The familiar songs were wonderful, especially ‘Gaston’ with a pretty amazing synchronized cup-clinking interlude, and ‘Be Our Guest‘ which ended in an explosion of streamers. Quite the nostalgia trip. We saw what I believe to be a more ‘streamlined’ version of the musical, as ‘No Matter What‘ and ‘Maison Des Lunes‘ were cut, but that didn’t detract from the production, as there were plenty of songs, both new and old, to enjoy. The orchestra was brilliant, the overall set design was impressive, especially the puppets for the wolves/Enchantress and all of the elaborate moving set-pieces, and the costumes (in particular, for the enchanted objects) were incredible. Even with the changes, the message of the story itself, that beauty comes from within, remains at the core – and shines through each aspect of the show. Also, the dancing rug was a major highlight. Could not stop laughing for a solid minute after he came onstage.
My sister isn’t as much of a musical buff as me or my mom (though she does like them), but Beauty & the Beast is her favorite Disney film. I looked over at her as the last notes of the finale rang out in the theater.
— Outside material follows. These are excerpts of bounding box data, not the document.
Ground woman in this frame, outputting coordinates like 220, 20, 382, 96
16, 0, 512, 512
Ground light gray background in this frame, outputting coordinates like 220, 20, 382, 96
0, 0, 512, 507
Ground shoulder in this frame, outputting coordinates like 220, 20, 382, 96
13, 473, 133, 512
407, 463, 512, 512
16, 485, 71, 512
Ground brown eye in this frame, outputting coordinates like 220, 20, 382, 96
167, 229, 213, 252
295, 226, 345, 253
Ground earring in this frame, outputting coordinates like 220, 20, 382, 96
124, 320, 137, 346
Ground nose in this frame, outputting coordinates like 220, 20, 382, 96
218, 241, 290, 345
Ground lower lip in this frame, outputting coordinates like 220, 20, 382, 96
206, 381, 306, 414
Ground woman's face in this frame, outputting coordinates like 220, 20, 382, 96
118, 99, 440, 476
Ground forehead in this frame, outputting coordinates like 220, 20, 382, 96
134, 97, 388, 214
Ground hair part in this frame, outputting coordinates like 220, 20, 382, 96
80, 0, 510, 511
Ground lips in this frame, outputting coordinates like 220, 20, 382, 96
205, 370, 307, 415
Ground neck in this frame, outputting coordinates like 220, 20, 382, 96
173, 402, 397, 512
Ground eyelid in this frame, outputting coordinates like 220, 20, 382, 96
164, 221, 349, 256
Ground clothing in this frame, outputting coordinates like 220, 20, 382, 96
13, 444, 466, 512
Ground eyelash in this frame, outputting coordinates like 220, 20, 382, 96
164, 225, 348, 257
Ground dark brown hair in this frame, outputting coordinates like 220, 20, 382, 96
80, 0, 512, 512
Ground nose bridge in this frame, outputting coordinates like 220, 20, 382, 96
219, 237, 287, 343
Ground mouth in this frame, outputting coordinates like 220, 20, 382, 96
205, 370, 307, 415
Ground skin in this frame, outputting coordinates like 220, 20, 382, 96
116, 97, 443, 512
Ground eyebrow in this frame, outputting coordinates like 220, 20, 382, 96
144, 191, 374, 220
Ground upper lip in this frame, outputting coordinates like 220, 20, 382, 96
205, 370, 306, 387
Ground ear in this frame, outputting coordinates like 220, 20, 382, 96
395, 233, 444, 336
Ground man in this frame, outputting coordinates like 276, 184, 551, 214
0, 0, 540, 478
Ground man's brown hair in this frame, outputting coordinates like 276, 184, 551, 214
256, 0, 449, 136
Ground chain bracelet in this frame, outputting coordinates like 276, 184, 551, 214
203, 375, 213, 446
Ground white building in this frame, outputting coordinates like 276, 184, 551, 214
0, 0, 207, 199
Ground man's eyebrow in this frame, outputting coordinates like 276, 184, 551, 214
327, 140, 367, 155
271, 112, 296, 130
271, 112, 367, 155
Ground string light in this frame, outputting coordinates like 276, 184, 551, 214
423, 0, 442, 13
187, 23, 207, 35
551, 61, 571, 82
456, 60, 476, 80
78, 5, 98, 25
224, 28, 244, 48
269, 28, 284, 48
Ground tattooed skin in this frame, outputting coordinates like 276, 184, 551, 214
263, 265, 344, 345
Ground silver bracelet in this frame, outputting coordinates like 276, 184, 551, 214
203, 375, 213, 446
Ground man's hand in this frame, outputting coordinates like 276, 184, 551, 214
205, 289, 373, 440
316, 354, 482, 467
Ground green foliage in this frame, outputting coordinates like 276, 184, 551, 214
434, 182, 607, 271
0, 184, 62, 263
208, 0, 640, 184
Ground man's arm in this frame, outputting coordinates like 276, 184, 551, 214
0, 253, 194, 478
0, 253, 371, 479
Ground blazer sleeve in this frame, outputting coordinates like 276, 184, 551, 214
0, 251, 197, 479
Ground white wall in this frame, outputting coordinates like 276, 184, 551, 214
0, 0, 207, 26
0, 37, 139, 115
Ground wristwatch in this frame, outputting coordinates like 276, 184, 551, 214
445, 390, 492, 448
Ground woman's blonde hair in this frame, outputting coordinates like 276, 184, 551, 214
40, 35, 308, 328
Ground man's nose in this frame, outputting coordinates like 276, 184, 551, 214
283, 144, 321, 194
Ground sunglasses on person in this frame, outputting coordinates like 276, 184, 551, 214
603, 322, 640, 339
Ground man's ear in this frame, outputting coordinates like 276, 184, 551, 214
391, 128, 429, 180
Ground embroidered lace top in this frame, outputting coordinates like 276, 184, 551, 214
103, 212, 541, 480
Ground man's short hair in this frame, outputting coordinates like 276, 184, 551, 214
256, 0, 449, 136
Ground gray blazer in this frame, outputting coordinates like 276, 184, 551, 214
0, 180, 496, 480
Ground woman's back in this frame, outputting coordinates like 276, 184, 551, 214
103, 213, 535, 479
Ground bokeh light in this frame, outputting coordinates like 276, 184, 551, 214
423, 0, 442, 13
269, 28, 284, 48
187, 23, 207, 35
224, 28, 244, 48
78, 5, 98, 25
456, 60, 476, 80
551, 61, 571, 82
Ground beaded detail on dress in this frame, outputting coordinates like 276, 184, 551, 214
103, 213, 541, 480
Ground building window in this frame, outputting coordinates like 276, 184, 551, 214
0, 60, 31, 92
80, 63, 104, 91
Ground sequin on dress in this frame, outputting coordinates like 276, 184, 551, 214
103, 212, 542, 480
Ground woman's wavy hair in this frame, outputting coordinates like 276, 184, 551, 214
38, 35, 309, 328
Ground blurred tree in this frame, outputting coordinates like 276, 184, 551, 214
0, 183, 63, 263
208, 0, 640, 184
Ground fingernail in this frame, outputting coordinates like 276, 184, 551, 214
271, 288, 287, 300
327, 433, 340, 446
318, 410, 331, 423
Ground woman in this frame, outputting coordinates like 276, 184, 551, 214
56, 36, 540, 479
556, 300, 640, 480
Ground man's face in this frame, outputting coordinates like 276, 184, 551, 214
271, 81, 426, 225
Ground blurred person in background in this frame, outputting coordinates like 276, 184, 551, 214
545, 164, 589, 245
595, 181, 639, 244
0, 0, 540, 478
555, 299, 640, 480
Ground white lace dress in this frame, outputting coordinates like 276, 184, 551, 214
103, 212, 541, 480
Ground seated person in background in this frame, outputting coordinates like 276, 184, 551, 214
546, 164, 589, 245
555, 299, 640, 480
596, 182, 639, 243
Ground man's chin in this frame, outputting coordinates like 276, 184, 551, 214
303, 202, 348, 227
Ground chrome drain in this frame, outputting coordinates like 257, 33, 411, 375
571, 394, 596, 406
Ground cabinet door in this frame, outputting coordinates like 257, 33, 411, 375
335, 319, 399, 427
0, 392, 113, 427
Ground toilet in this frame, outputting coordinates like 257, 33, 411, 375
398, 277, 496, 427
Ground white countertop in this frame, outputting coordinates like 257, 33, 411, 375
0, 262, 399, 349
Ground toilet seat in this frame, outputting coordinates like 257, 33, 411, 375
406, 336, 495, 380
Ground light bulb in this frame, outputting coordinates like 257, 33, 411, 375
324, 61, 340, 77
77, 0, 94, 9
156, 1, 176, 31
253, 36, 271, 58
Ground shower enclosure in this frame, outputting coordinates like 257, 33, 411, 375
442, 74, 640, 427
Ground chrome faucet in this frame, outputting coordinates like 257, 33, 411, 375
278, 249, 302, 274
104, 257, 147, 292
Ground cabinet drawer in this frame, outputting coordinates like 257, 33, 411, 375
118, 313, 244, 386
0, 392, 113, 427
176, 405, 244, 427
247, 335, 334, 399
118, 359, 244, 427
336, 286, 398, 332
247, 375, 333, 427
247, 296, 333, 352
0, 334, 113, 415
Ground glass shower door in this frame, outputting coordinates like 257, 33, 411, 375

I was a little teary-eyed, as I am during the finale of almost every musical, but that was nothing compared to my sister. She turns to me, tears coursing down her face, and says, “I’M *EXPLETIVE*-ING SOBBING.” I laughed. Heavily. Which helped prevent me from dissolving into a tearful mess myself. Even my mom got a little teary, which just goes to show the power that a story can have.
The tale of Beauty & the Beast is a simple one. That love can conquer seemingly unbeatable odds, beauty truly comes from within, and that it is never to late to change for the better. Sometimes, the simplest stories are the most memorable ones – the ones that echo in our hearts for years, like a well-loved song. And that is the reason why Beauty & the Beast, in all its forms, truly is a tale as old as time, and always will be.